Question

The figure shows a network of capacitors where the numbers indicate capacitances in micro Farad. The value of capacitance C such that the equivalent capacitance between point A and B is to be $1\mu F$ is:

Answer 1

To solve the given question we must know when the capacitors are series and when they are parallel. Then we must also know the concept of effective capacitance of ‘n’ capacitors connected in series and effective capacitance of ‘n’ capacitors connected in parallel.

Formula used:
${{C}_{eq}}={{C}_{1}}+{{C}_{2}}+{{C}_{3}}+......+{{C}_{n}}$
$\dfrac{1}{{{C}_{eq}}}=\dfrac{1}{{{C}_{1}}}+\dfrac{1}{{{C}_{2}}}+\dfrac{1}{{{C}_{3}}}+....+\dfrac{1}{{{C}_{n}}}$

Complete step by step answer:
Let us first check which of the capacitors are in parallel and find their effective capacitance first. When two more capacitors are across the potential difference or they have the same positive and negative terminals, the capacitors are said to be in parallel connection.
When the n capacitors of capacitances ${{C}_{1}},{{C}_{2}},{{C}_{3}},......{{C}_{n}}$ are in parallel connection, the effective capacitance of the combination is given as ${{C}_{eq}}={{C}_{1}}+{{C}_{2}}+{{C}_{3}}+......+{{C}_{n}}$.
In the given figure, we can see that the two capacitors of capacitance $2\mu F$ in parallel connection.
Therefore, the effective capacitance of the two is ${{C}_{eq}}=2\mu +2\mu =4\mu F$.
When the n capacitors of capacitances ${{C}_{1}},{{C}_{2}},{{C}_{3}},......{{C}_{n}}$ are in series connection, the effective capacitance of the combination is given as $\dfrac{1}{{{C}_{eq}}}=\dfrac{1}{{{C}_{1}}}+\dfrac{1}{{{C}_{2}}}+\dfrac{1}{{{C}_{3}}}+....+\dfrac{1}{{{C}_{n}}}$.
In the given figure, we can see that the capacitors of capacitance $6\mu F$ and $12\mu F$ in series connection.
Then we can write that $\dfrac{1}{{{C}_{eq}}}=\dfrac{1}{6\mu }+\dfrac{1}{12\mu }=\dfrac{1}{4\mu }$
Therefore, the effective capacitance of the two is ${{C}_{eq}}=4\mu F$.
With this the circuit can be simplified as shown below.
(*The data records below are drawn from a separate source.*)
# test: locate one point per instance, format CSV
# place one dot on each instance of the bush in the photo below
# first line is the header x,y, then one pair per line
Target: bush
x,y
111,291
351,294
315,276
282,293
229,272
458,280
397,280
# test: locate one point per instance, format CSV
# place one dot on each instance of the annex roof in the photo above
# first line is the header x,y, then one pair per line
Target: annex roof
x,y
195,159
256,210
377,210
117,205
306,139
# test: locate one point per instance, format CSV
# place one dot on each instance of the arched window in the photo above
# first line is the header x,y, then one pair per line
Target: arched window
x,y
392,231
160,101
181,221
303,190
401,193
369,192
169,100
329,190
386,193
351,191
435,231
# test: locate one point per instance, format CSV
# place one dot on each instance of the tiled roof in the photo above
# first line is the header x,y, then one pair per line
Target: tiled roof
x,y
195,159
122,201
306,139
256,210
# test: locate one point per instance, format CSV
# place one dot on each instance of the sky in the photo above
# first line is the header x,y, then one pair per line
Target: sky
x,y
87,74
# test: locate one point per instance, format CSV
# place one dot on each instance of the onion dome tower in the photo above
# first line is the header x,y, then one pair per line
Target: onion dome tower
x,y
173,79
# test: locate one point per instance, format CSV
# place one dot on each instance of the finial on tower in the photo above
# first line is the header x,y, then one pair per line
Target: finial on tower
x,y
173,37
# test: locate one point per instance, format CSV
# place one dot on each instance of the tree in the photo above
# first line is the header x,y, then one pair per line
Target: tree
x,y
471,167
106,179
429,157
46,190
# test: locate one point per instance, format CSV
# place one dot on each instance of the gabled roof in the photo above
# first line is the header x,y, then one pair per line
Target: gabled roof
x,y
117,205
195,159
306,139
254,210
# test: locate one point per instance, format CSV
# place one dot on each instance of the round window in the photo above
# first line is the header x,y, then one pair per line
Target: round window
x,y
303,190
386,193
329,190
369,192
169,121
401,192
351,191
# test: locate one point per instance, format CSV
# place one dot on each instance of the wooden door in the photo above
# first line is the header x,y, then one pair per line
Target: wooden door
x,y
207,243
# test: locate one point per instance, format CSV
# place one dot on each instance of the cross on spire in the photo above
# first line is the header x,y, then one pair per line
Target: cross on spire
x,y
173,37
Now, we can see that the two $4\mu F$ capacitors are in parallel. Therefore, the effective capacitance of these two is ${{C}_{eq}}=4\mu +4\mu =8\mu F$.
And the capacitors of capacitances $8\mu F$ and $4\mu F$ in series connection. Therefore, the effective capacitance of these two is $\dfrac{1}{{{C}_{eq}}}=\dfrac{1}{8\mu }+\dfrac{1}{4\mu }=\dfrac{3}{8\mu }$.
$\Rightarrow {{C}_{eq}}=\dfrac{8\mu }{3}F$
The circuit can be simplified further as shown.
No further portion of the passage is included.